I don’t understand this. If this is clearly the only way to achieve the outcome that everyone says the majority of Americans want, why would you think this?
If Americans don’t WANT to stop what’s happening, then so be it. But at least give them a Democratic leadership that sets out a unified and decisive plan to act (for a change) and give the electorate a chance to vote for it.
Because a lot of Americans are conditioned to think the situation can’t possibly be this dire, and would be susceptible to the GOP narrative saying, “See? Democrats really are crazy radicals.”
What would constitute “backfiring” under these circumstances? How could it be worse? What exactly are you seeking to preserve with a “safe” milquetoast strategy?
If people of this country won’t get out and vote to preserve democracy, they will get the consequences they deserve, but we have to try.
First step is to win the November elections. I think your strategy reduces those chances because the milquetoast Americans who might otherwise vote for the Democrats might be scared by the idea of expanding SCOTUS.
Marshall’s strategy (the one I described) offers the promise of an abortion rights bill, which is very popular and should motivate pro choice Democrats and independents, including those who might be turned off by expanding SCOTUS.

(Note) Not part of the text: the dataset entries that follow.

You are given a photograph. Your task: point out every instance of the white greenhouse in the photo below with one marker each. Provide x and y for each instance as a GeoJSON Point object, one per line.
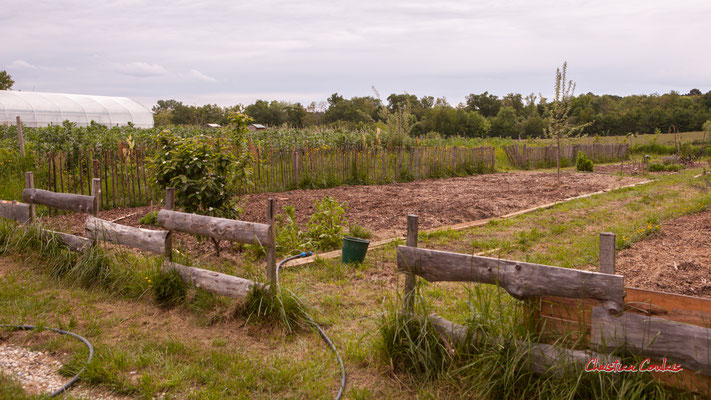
{"type": "Point", "coordinates": [43, 109]}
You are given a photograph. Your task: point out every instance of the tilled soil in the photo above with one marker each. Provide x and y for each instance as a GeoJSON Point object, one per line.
{"type": "Point", "coordinates": [677, 259]}
{"type": "Point", "coordinates": [383, 209]}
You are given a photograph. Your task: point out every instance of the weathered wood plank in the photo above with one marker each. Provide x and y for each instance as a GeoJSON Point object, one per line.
{"type": "Point", "coordinates": [139, 238]}
{"type": "Point", "coordinates": [218, 228]}
{"type": "Point", "coordinates": [688, 345]}
{"type": "Point", "coordinates": [522, 280]}
{"type": "Point", "coordinates": [64, 201]}
{"type": "Point", "coordinates": [14, 210]}
{"type": "Point", "coordinates": [213, 282]}
{"type": "Point", "coordinates": [73, 242]}
{"type": "Point", "coordinates": [543, 358]}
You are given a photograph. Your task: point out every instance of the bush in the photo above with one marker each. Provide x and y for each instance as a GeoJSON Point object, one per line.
{"type": "Point", "coordinates": [325, 228]}
{"type": "Point", "coordinates": [583, 163]}
{"type": "Point", "coordinates": [149, 219]}
{"type": "Point", "coordinates": [358, 231]}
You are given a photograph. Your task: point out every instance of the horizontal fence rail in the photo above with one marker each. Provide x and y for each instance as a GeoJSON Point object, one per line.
{"type": "Point", "coordinates": [542, 157]}
{"type": "Point", "coordinates": [520, 279]}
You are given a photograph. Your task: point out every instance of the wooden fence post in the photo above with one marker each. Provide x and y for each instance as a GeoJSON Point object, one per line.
{"type": "Point", "coordinates": [607, 253]}
{"type": "Point", "coordinates": [20, 138]}
{"type": "Point", "coordinates": [30, 184]}
{"type": "Point", "coordinates": [410, 278]}
{"type": "Point", "coordinates": [169, 205]}
{"type": "Point", "coordinates": [96, 192]}
{"type": "Point", "coordinates": [271, 250]}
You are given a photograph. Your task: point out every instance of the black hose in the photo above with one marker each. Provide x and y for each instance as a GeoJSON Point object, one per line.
{"type": "Point", "coordinates": [313, 323]}
{"type": "Point", "coordinates": [67, 385]}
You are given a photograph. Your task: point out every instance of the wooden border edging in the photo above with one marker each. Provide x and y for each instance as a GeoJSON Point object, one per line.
{"type": "Point", "coordinates": [64, 201]}
{"type": "Point", "coordinates": [139, 238]}
{"type": "Point", "coordinates": [14, 210]}
{"type": "Point", "coordinates": [218, 228]}
{"type": "Point", "coordinates": [520, 279]}
{"type": "Point", "coordinates": [211, 281]}
{"type": "Point", "coordinates": [688, 345]}
{"type": "Point", "coordinates": [462, 225]}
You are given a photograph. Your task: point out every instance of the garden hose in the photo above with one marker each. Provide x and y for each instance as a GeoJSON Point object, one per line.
{"type": "Point", "coordinates": [89, 346]}
{"type": "Point", "coordinates": [313, 323]}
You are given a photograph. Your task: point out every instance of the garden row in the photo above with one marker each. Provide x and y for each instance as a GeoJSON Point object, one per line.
{"type": "Point", "coordinates": [634, 324]}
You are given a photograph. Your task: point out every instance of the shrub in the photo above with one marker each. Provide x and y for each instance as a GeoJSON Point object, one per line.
{"type": "Point", "coordinates": [325, 228]}
{"type": "Point", "coordinates": [149, 219]}
{"type": "Point", "coordinates": [358, 231]}
{"type": "Point", "coordinates": [583, 163]}
{"type": "Point", "coordinates": [289, 237]}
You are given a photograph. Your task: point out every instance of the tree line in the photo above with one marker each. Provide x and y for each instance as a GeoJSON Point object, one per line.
{"type": "Point", "coordinates": [480, 115]}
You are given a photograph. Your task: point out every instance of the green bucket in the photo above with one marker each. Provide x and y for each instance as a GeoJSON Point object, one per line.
{"type": "Point", "coordinates": [354, 249]}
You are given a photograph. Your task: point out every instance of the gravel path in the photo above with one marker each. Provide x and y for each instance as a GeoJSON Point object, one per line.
{"type": "Point", "coordinates": [38, 373]}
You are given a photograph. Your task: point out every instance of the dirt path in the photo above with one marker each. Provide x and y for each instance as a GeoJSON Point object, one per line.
{"type": "Point", "coordinates": [383, 209]}
{"type": "Point", "coordinates": [676, 260]}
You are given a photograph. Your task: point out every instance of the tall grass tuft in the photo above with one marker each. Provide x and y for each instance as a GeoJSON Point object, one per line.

Can you please link to this? I agree with your take that these moves might be more successful in motivating voters this fall than a court-packing plan.
I agree with this. Living in a democracy, you don’t always get your way. That’s true about abortion rights, gun laws, and environmental regulation. If we promoting gaming the system (packing the court) when we don’t get the results we want, we’re not that much better than the republicans who gerrymander or try (through “legal” means) to suppress voting. Is adding four justices we think will vote our way that much worse than preventing a vote for Judge Garland? Maybe, but I’m not sure. (Yes, I know the number of justices has changed throughout our history. But we’re not saying 13 justices makes more sense in the abstract, we’re saying we want four more justices to vote our way)
We need to get more people to vote the right way, for a long enough period of time, and things will swing back in the right direction. I’m not at all sure we can do that, and that sucks. Unfortunately, a huge number of our fellow citizens are deplorable. Many more “see things differently,” for reasons I can’t fathom. Perhaps we’re doomed. Supporting the immediate expansion of the Supreme Court won’t save us, IMO.
" Some people say that there’s no point passing a Roe law if you don’t reform the Court at the same time. That’s wrong. The clearest tools Congress has to rein in a corrupt Court are by either removing this issue from the Court’s appellate jurisdiction or simply adding more Justices to the Court. Both are clearly within Congress’s constitutional powers. At the moment, unfortunately, the political will and support to do those things does not exist. If you insist on making it a package deal — both pass a Roe law and bar the Court from overturning it at the same time — the outcome will be coalitional infighting and stalemate, the result of which will be nothing happening. That means no Roe law and no election win that would even make it possible. How do you build support and a constituency to rein in the Court if it doesn’t exist now? Easy. Basically have the Court strike down a Roe law.
It’s worth walking through just how that scenario plays out. That scenario would mean that the Court overruled Roe and that this triggered a backlash in which what seemed like the certain losers in the midterm election came back and won the election on the basis of that backlash. With that mandate, the new Congress passed a law making Roe‘s protections the law of the land. Then immediately the Court concocted a new set of purported founding principles that determine Congress wasn’t allowed to do that.
This is what I mean when I say that even though the risk of the Court striking down a Roe law is overstated, if you do think reforming the Court is necessary the clearest path to doing so is to pass such a law, dare the Court to strike down and then take away that power once they do so."
How can you bar the SCOTUS from overturning a law? I thought that was the whole point of having a Supreme Court – to overturn laws that it finds unconstitutional. If they can just somehow make laws SCOTUS-proof, why doesn’t Congress do it with every law?
I did appreciate this quote from the article:
Both as law and politics, it’s a very different thing to rule that there is no constitutional right to an abortion and decide that Congress has no right to make a law making abortion legal.
Not sure about the particulars, but I think the Constitution gives congress that power. But that’s just one possibility of it’s overturned - the other is expanding the court.
Thanks for the research. IANAL, either, but a lot of those look like laws passed specifically to deny judicial review of other laws and procedures, not laws passed with some sort of special anti-SCOTUS review coating.
It’s also interesting how a few of these were, in fact, ruled unconstitutional. So laws passed to deny judicial review were overturned by judicial review.